This is rarely indicated for noninvasive disease. Exceptions are patients with (1) tumor bulk so substantial that complete eradication of tumor is not feasible endoscopically and (2) CIS or T1-G3 tumor persistence despite adequate intravesical management.

Patients with T1-G3 cancer in association with diffuse CIS are at especially high risk of progression, and they might be treated with early cystectomy based on a decision made by the physician and patient.

Random biopsies

The role of random bladder biopsies is controversial. The minimal benefit of identifying unsuspected CIS must be weighed against the risk of increasing tumor implantation plus the risk of additional bleeding or bladder perforation. However, CIS is often not visible and may be underdetected without bladder biopsies of normal-appearing urothelium.
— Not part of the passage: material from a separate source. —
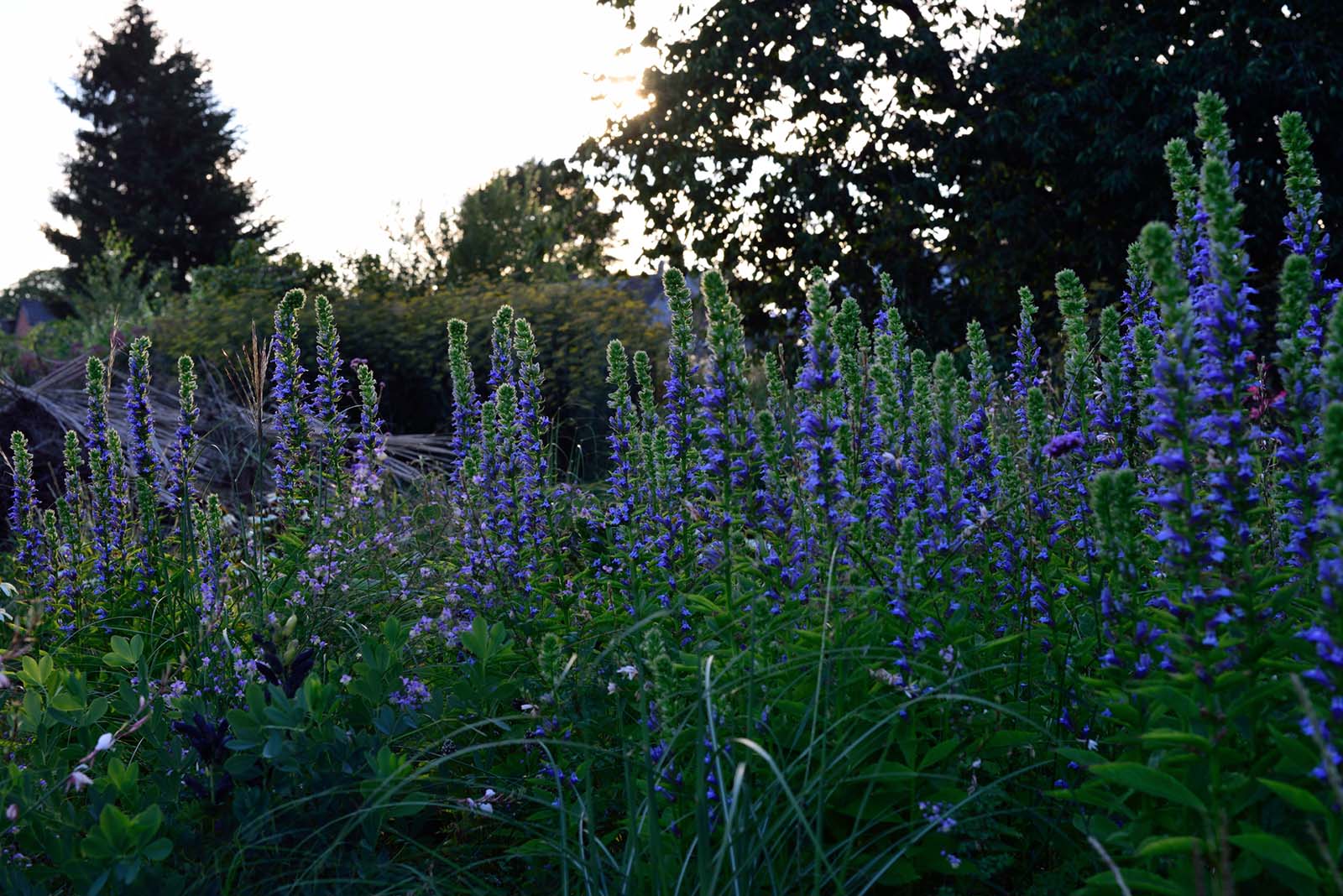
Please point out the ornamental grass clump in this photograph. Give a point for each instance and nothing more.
(854, 616)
CIS may not be reasonably removed in total because of its diffuse nature. Therefore, the diagnosis is established and adjuvant therapy is instituted. Obvious areas of CIS may also be fulgurated, but the benefits of this have not been proven.

Resection and management of invasive bladder cancer is also covered in Bladder Cancer.

Preoperative Details

Patients scheduled for cystoscopy or anesthetic cystoscopy with transurethral resection of bladder tumor (or bladder biopsies) must have sterile urine documented prior to instrumentation. This is usually presumed by a microscopic urinalysis showing no bacteria or WBCs. A urine culture is ideal but not always feasible for surveillance cystoscopy.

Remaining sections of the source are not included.